New York Democratic Rep. Alexandria Ocasio-Cortez had appeared on comedian Ilana Glazer’s podcast “It’s Open” on May 7 and told listeners that accumulating a billion dollars is simply impossible to do legitimately.

“There’s a certain level of wealth and accumulation that is unearned, right,” Ocasio-Cortez told Glazer according to USA Today. “You can’t earn a billion dollars. You just can’t earn that. You can get market power, you can break rules, you can abuse labor laws, you can pay people less than what they’re worth, but you can’t earn that.”

She went further, arguing that billionaires must construct a false narrative to justify what she described as unearned fortune: “So you have to create a myth that — since you didn’t earn that, you have to create a myth of earning it.”

The remarks sparked pushback from voices across the political spectrum, and when critics pressed Ocasio-Cortez on the claims, she dismissed the reaction on X as a distraction from “the truth that working people are getting screwed.”

Sorkin brought those remarks directly to Bezos during the live broadcast.

“Well, it’s not correct on its face,” Bezos said, before walking Sorkin through a hypothetical restaurant business. “Let’s say you start a burger joint. And you have ten employees and you make a little bit of money.”

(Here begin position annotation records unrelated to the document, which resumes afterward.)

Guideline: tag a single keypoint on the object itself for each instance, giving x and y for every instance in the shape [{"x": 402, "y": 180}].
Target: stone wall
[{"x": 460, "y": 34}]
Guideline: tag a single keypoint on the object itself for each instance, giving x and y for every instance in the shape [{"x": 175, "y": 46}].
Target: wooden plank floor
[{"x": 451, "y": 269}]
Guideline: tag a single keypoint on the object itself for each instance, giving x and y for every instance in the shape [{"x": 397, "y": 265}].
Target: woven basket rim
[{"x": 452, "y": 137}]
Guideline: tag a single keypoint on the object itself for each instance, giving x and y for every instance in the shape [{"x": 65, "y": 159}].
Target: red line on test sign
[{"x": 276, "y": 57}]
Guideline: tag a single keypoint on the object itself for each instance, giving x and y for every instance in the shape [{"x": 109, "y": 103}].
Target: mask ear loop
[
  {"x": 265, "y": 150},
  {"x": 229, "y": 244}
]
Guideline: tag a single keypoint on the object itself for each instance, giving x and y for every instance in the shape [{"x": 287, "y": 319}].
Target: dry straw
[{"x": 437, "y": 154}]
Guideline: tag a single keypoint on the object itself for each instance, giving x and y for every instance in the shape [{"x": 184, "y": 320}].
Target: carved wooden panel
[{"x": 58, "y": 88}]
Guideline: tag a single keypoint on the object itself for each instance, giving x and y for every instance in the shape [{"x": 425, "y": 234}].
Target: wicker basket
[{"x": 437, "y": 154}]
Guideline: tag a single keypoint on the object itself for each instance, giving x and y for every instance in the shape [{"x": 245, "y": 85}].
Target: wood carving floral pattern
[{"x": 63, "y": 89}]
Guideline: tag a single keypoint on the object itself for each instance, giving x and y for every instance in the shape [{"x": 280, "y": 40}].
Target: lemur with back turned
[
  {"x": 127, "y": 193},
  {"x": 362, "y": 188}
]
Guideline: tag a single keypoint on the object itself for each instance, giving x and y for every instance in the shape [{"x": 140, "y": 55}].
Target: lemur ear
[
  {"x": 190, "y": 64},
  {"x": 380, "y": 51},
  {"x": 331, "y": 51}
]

Bezos continued building the scenario: “And by the way, these are the most delicious burgers in the world. People love your burgers, Andrew. And so then you open a second outlet. And now you’re making a little bit more money and you have 20 employees and you open a third outlet. By the time you’ve opened 1,000 outlets, you are a billionaire.”

Bezos named real-world restaurant chains to anchor his point — In-N-Out Burger and Raising Cane’s Chicken — before posing what he framed as the central question. “At what point did that money all of a sudden become unethical or it didn’t? There was one outlet, and then there were two, and then there were three.”

Bezos summarized the underlying principle: “The way you make $1 billion, or $100 million or $10 million or anything, is you create a service that people love, and if millions of people choose your service, you’re going to end up with a billion dollars.”

The Amazon executive also turned to tax policy. He described the current economy as “a tale of two economies,” where some thrive while others struggle, and used the example of a nurse in Queens earning $75,000 a year and paying more than $12,000 annually in taxes, asking, “Does that really make sense?”

Bezos told Sorkin that the top 1% of taxpayers pay roughly 40% of all federal tax revenue while the bottom half pay just 3%, and argued that figure should be reduced to zero. “I don’t think it should be 3%,” he said.

When pressed on claims that the wealthiest Americans pay lower effective tax rates than average workers, Bezos pushed back. 

“I pay billions of dollars in taxes. If people want me to pay billions more, then let’s have that debate. But don’t pretend, you know, that that’s going to solve the problem. You could double the taxes I pay, and it’s not gonna help that teacher in Queens, I promise you.”

Bezos also argued during the interview that politicians rely on an “age-old technique” of “picking a villain and pointing fingers” rather than addressing the root causes of economic hardship.

On the subject of President Donald Trump, Bezos told Sorkin he views the president as “a more mature, more disciplined version of himself than he was in his first term,” adding, “Trump has lots of good ideas, and he has done a lot of — he’s been right about a lot of things. You have to give him credit where credit is due.”

Podcast host Joe Rogan also responded to Ocasio-Cortez’s original remarks, calling them “weird” on his own program. 

“This idea that it’s easy to become a billionaire and that these billionaires somehow or another are the problem because they’re not paying their fair share is so weird,” Rogan said, before adding that America’s ability to allow someone to rise from nothing to great wealth remains one of the country’s defining strengths.